В 11 часов ночи, после долгих хлопот друзей, с трудом разыскавших извозчика, согласившегося ехать за телом, Лермонтов был доставлен на свою квартиру. Здесь он находился до похорон. Лорер описывает свои впечатления так:
«Мы оба с Вегелиным пошли на квартиру покойника, и тут я увидел Михаила Юрьевича на столе, уже в чистой рубашке и обращенного головой к окну. Человек его обмахивал мух с лица покойника, а живописец Шведе снимал портрет с него масляными красками. Дамы, знакомые и незнакомые, и весь любопытный люд теснились в небольшой комнате, а первые являлись и украшали безжизненное тело поэта цветами… Полный грустных дум я вышел на бульвар… Во всех углах, на всех аллеях, только и было разговоров, что о происшествии… Я заметил, что прежде в Пятигорске не было ни одного жандармского офицера, но тут, бог знает откуда, их появилось множество, и на каждой лавочке отдыхало, кажется, по одному голубому мундиру».

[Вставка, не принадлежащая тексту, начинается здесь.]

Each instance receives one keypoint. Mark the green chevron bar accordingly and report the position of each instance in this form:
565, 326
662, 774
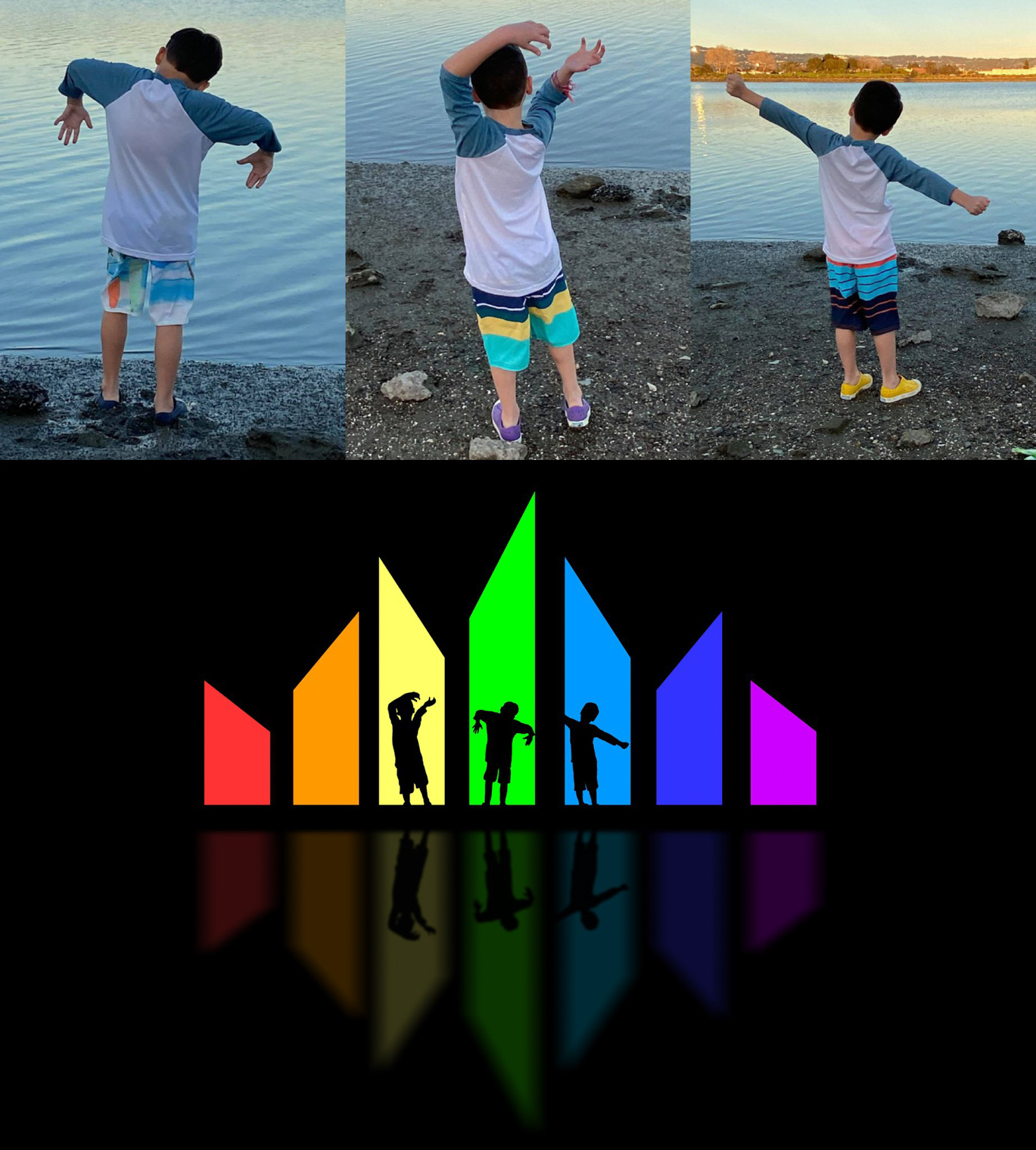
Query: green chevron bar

Организация похорон представила большие трудности, так как священник В. Эрастов отказался отпевать поэта и позже даже сделал донос на протоиерея П. Александровского о том, что тот проводил тело Лермонтова до могилы. В своем же доносе он писал, что «Лермонтова, как самоубийцу, надо было палачу привязать веревкой за ноги и оттащить в бесчестное место и там закопать». Это высказывание мракобеса Эрастова рисует то гнусное отношение к великому поэту, которое имелось в реакционных кругах царской России и подготовляло почву для организации его убийства. Свободное правдивое слово поэта, осуждавшее пороки общества, где подвизались эрастовы, вызывало у слуг царизма лютую ненависть.